With the dog stirring to say it was time for his morning nature break, I roused myself from sleep. It was a couple of days after moving in to our home in Keswick and our things were still in suitcases and boxes (to be honest many still are). Moving can be very stressful. Nothing is familiar. You can't find anything. You're missing what used to be home, maybe even questioning the decision to relocate in the first place.
With all of these feelings in the background I got out of bed and my mouth dropped open. The sky was a picture of grey clouds and streaks of orange and yellow. It was a brand new sunrise as pretty as any I'd seen in the last 24 years in the West. Everything was going to be okay.
I should have known. I was told as much on a walk in Fogo Island, NL. Glen and I were touring as part of our visit for the 85th birthday of my Nan-in-law. There is a herd of caribou on Fogo and in the hope of seeing some we set out along the coast following a hearty breakfast at the B'n'B.

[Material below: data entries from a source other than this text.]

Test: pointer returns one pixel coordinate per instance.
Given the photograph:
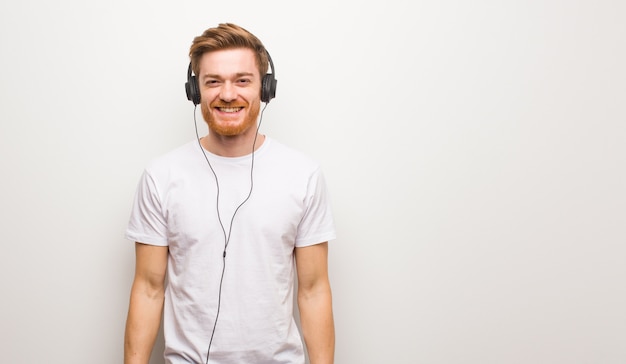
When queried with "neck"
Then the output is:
(232, 146)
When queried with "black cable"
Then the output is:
(230, 229)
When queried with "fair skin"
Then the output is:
(230, 85)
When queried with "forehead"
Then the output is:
(228, 62)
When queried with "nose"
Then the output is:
(228, 92)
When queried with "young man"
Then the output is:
(231, 219)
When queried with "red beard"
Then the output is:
(230, 127)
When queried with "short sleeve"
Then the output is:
(317, 224)
(147, 223)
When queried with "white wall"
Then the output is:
(474, 149)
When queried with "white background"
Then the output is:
(474, 151)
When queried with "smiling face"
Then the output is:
(230, 87)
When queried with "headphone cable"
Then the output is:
(219, 218)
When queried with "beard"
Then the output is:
(231, 127)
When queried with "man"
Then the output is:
(233, 218)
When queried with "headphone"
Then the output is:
(268, 85)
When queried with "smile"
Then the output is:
(230, 109)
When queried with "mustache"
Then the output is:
(227, 104)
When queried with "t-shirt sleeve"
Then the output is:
(317, 224)
(147, 223)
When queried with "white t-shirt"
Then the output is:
(176, 206)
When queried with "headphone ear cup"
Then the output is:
(268, 87)
(193, 91)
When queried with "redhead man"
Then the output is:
(224, 225)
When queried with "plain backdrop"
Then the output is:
(475, 153)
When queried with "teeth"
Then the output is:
(230, 109)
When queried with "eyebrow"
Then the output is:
(237, 75)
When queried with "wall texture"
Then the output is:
(474, 150)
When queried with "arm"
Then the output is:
(146, 303)
(315, 303)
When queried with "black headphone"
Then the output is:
(268, 85)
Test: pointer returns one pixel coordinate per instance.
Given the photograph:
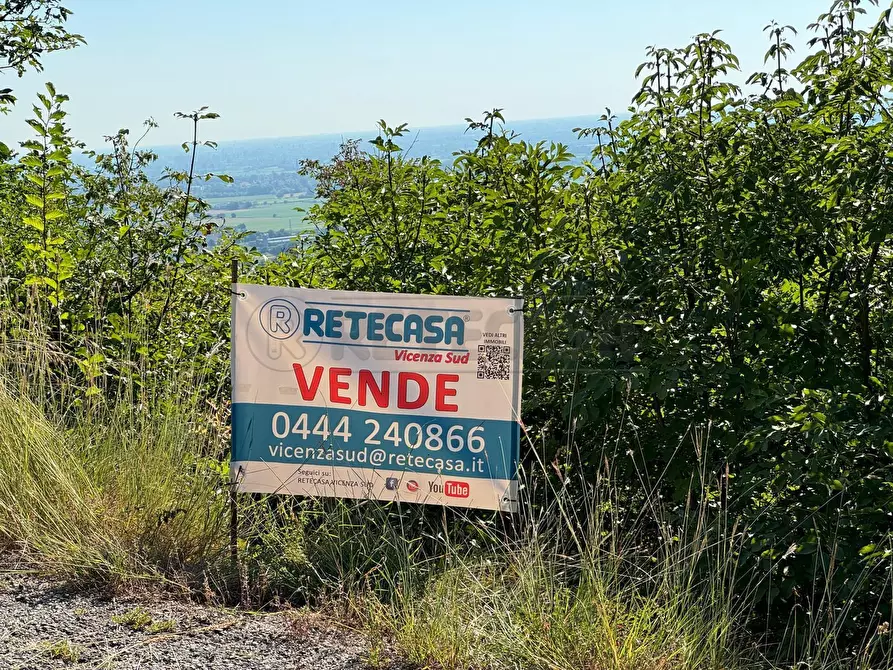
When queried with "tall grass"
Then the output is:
(131, 485)
(106, 489)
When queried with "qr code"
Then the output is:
(494, 361)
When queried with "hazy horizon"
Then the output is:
(294, 68)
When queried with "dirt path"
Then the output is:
(44, 626)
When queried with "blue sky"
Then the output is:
(297, 67)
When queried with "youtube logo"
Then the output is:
(453, 489)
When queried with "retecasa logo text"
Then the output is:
(336, 324)
(281, 318)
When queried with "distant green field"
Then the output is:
(266, 213)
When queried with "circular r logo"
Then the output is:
(280, 318)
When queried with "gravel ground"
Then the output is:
(44, 626)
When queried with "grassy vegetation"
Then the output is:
(708, 363)
(267, 212)
(130, 495)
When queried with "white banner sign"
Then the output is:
(376, 395)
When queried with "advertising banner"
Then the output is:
(389, 396)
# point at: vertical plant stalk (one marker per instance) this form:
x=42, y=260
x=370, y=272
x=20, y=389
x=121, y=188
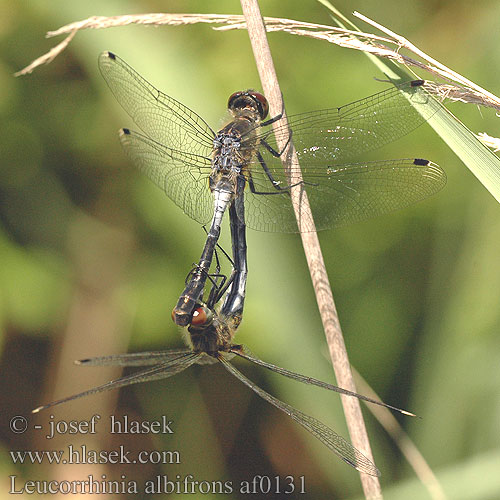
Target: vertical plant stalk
x=319, y=277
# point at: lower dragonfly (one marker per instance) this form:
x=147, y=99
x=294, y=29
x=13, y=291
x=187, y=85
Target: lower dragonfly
x=203, y=171
x=210, y=340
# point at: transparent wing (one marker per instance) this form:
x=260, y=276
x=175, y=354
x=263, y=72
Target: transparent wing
x=326, y=141
x=244, y=352
x=183, y=176
x=135, y=358
x=341, y=195
x=160, y=371
x=340, y=135
x=327, y=436
x=159, y=116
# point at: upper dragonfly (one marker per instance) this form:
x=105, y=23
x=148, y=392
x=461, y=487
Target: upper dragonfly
x=204, y=171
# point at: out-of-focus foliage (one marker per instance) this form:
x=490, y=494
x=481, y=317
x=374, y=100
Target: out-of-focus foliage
x=93, y=258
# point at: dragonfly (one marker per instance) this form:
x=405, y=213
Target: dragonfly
x=211, y=333
x=204, y=171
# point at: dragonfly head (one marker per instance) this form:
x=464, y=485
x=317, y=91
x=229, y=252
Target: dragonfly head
x=249, y=99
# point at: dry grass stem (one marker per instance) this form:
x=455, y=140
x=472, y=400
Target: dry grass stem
x=312, y=249
x=367, y=42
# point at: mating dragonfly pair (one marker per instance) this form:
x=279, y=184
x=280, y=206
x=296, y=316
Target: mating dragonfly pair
x=239, y=169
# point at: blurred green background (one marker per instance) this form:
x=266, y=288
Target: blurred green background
x=93, y=258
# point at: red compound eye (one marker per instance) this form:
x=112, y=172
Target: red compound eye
x=201, y=316
x=241, y=99
x=262, y=103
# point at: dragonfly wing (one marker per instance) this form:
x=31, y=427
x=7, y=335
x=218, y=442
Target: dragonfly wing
x=341, y=194
x=327, y=436
x=183, y=176
x=135, y=358
x=159, y=116
x=160, y=371
x=340, y=135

We wandered along the shore, over a stream, through a grove of trees, across open field, up and down rocky hills, skirting bog. We walked and walked but no caribou was to be seen. But along the way I saw beautiful wildflowers in the foreground of stunning ocean vistas. We were visited by a pair of ravens and a robin. I noticed berries in the undergrowth and as we headed back toward the car we passed several bushes of labrador tea, a traditional medicine I was taught to use by my OjiCree friends in St. Theresa Point.
As I looked about me a voice welled up from within. "Everything you need is here." I recalled an elder teaching me that Creator gives us everything we need to survive. We need to be attentive to the environment, to learn what can be foraged, which plants are medicines, how best to hunt the animals of the area. "Everything you need is here."
I realized that my move to Ontario would be okay. The resources we'd need would be at hand. We'd meet the people who would offer us wisdom. We'd nurture new relationships and forge new ministry partnerships. And we shouldn't discount the personal gifts we were bringing. I may be disoriented for a time but we'd be more than okay.
In these first few days it's become clear that the message I received on that Newfoundland walk is true. We've been welcomed with warmth and enthusiasm. There are lots of people who are eager to offer their gifts in our shared ministry. Ideas and insights are bubbling up within me. A new day has clearly dawned.